Mardi 18 avril 2023

Découvrez le nouvel article de Marie Asma Ben-Othmen et Marie-Pierre Bruyant, respectivement Enseignante-chercheuse Responsable du Master of Science Urban Agriculture & Green Cities, et Enseignante-chercheuse en Sciences Végétales, pour The Conversation.

Le nouveau grand défi des villes qui se veulent durables, écologiques et résilientes est de concilier deux mondes, agricole et urbain. Même si tout semble séparer ces formes d’espace, l’agriculture et la ville sont davantage pensées ensemble dans les modèles de développement urbain moderne, intégré et durable.

Des démarches sont ainsi déjà à l’œuvre pour renforcer la fonction alimentaire des sols urbains, selon une logique de retour à une production végétale au plus près des lieux de consommation en ville. Les sols urbains présentent cependant des surprises : il faut s’assurer de leur qualité et de l’absence de contaminants avant d’oser les cultiver et y produire des végétaux en pleine terre.

Il faut aussi faire taire les idées reçues selon lesquelles sol urbain rime avec sol pollué. Ceci est parfois le cas, mais pas toujours !

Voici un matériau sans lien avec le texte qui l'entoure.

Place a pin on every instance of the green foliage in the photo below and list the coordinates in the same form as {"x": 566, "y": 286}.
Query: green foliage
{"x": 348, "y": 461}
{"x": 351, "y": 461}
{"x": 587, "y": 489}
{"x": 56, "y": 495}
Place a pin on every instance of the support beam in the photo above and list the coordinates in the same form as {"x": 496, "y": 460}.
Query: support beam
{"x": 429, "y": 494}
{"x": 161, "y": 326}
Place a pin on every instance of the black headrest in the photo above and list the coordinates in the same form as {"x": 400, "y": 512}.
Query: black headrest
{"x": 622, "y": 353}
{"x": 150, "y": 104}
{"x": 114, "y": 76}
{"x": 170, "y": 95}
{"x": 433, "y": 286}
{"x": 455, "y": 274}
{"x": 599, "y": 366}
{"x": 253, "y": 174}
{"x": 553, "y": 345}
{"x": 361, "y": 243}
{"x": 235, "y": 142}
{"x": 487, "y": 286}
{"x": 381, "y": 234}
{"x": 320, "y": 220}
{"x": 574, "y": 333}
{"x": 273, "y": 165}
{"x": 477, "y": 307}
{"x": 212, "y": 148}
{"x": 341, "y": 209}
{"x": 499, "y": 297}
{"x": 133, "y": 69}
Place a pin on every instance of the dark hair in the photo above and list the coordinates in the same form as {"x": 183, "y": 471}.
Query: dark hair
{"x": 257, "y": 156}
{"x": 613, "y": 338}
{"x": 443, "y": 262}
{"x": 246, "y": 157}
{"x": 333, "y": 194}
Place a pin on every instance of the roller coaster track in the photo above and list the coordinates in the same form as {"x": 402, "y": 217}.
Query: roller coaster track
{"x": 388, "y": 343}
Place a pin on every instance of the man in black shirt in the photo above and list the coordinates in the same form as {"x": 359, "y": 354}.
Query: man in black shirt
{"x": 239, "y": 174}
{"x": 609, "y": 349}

Malgré son lourd passé industriel (pétrochimie), la Métropole Rouen Normandie s’est engagée pour une agriculture durable et de proximité. Elle a initié une politique ambitieuse de transition de l’agriculture et des systèmes alimentaires, notamment au travers de son Projet alimentaire territorial.

L’agriculture urbaine fait partie intégrante de cette réflexion avec un objectif de multiplier les lieux où elle se pratique selon une diversité de formes, de systèmes techniques et de modèles économiques : ferme pédagogique, micro-ferme multifonctionnelle ou productive, jardins partagés, maraîchage, éco-pâturage, ruches, etc.
 

Une ferme urbaine de la fourche à la fourchette

Parmi ces initiatives, la ferme citoyenne, pédagogique et en agroécologie du Champ des Bruyères excelle dans l’expérimentation et la transmission du savoir-faire et des valeurs d’un système alimentaire de la fourche à la fourchette. Ancien hippodrome, le site a été métamorphosé par un effort conjoint entre la métropole et l’association du Champ des Possibles pour offrir aux habitants un écrin de verdure où il fait bon flâner.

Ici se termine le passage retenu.